Mais ce témoignage de [D] [H] du 3 février 2014 est inopérant dans la mesure où il est indirect et ne fait que rapporter des propos, sur la teneur de l’enquête de satisfaction et le comportement inadapté de monsieur [D], que lui aurait tenus [Z] [W] alors que celle-ci ne les a pas confirmés dans sa lettre du 15 février 2014 ;

Ainsi l’employeur, qui dans la lettre de licenciement, évoque que monsieur [D] aurait souhaité rencontrer de nombreux résidents, sans prévenir leur famille, afin de leur faire remplir une enquête de satisfaction dans des conditions de réalisations inacceptables en abusant de leur vulnérabilité, ne fait état que du cas de madame [W] qui a été entendue en présence de sa fille, sans qu’il soit établi que la teneur de l’enquête et les conditions de réalisation de celles-ci soient inacceptables.

Ainsi au vu de ces éléments, l’EHPAD n’ établit pas des faits qui suffisent à caractériser une faute grave, rendant impossible le maintien du salarié dans l’entreprise, ni même une simple faute fondant un licenciement pour cause réelle et sérieuse de monsieur [D].

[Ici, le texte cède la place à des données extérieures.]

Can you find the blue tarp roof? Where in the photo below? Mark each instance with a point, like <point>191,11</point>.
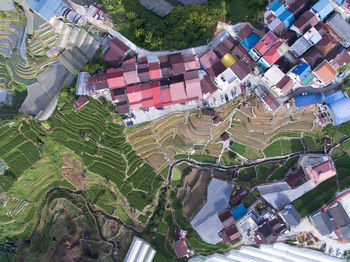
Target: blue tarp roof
<point>47,8</point>
<point>287,18</point>
<point>239,211</point>
<point>303,70</point>
<point>277,7</point>
<point>250,41</point>
<point>340,109</point>
<point>337,102</point>
<point>323,8</point>
<point>309,99</point>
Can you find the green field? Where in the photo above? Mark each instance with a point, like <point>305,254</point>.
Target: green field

Il convient donc d’infirmer la décision du conseil de prud’hommes en ce qu’il a dit que le licenciement était fondé sur une cause réelle et sérieuse, en visant un abus de faiblesse qui n’est pas établi, et en ce qu’il a débouté monsieur [D] de sa demande de dommages et intérêts pour licenciement sans cause réelle et sérieuse.

En raison de son ancienneté, de sa promotion, de son âge, de sa rémunération au moment du licenciement et aussi de sa situation professionnelle et matérielle postérieure à la rupture, monsieur [D], ayant retrouvé un emploi le 21 juillet 2014, il y a lieu de lui allouer la somme de 24'000 € à titre de dommages et intérêts pour licenciement sans cause réelle et sérieuse.

La décision du conseil de prud’hommes sera confirmée sur le surplus en ce qu’il a condamné l’EHPAD à payer à monsieur [R] [D] les sommes suivantes :

—  15 302.56 € à titre d’indemnité de préavis (4 mois de salaires selon l’article 4 de la convention collective nationale hospitalisation privée à but non lucratif) outre 1 530.26 € de congés payés,

—  1 020.17 € à titre d’indemnité légale de licenciement,

—  2 188.56 € à titre de rappel de salaire durant la mise à pied outre 218.86 € de congés payés,

—  1 000 € en application de l’article 700 du code de procédure civile, outre les dépens.

L’équité commande d’allouer à monsieur [D] une indemnité en application de l’article 700 du code de procédure civile.

PAR CES MOTIFS

LA COUR

statuant contradictoirement par mise à disposition au greffe, les parties en ayant été avisées dans les conditions prévues au deuxième alinéa de l’article 450 du code de procédure civile et après en avoir délibéré conformément à la loi,

Infirme le jugement déféré en ce qu’il a débouté monsieur [R] [D] de sa demande de dommages et intérêts pour licenciement sans cause réelle et sérieuse,

Le confirme pour le surplus,

Statuant à nouveau :

Condamne l’EPHAD [Établissement 1] à payer à monsieur [R] [D] la somme de 24 000 € à titre de dommages et intérêts pour licenciement sans cause réelle et sérieuse,

et y ajoutant,

Condamne l’EPHAD [Établissement 1] à payer à monsieur [R] [D] la somme de 1 500 € en application de l’article 700 du code de procédure civile,

Condamne l’EPHAD [Établissement 1] aux entiers dépens de l’instance d’appel.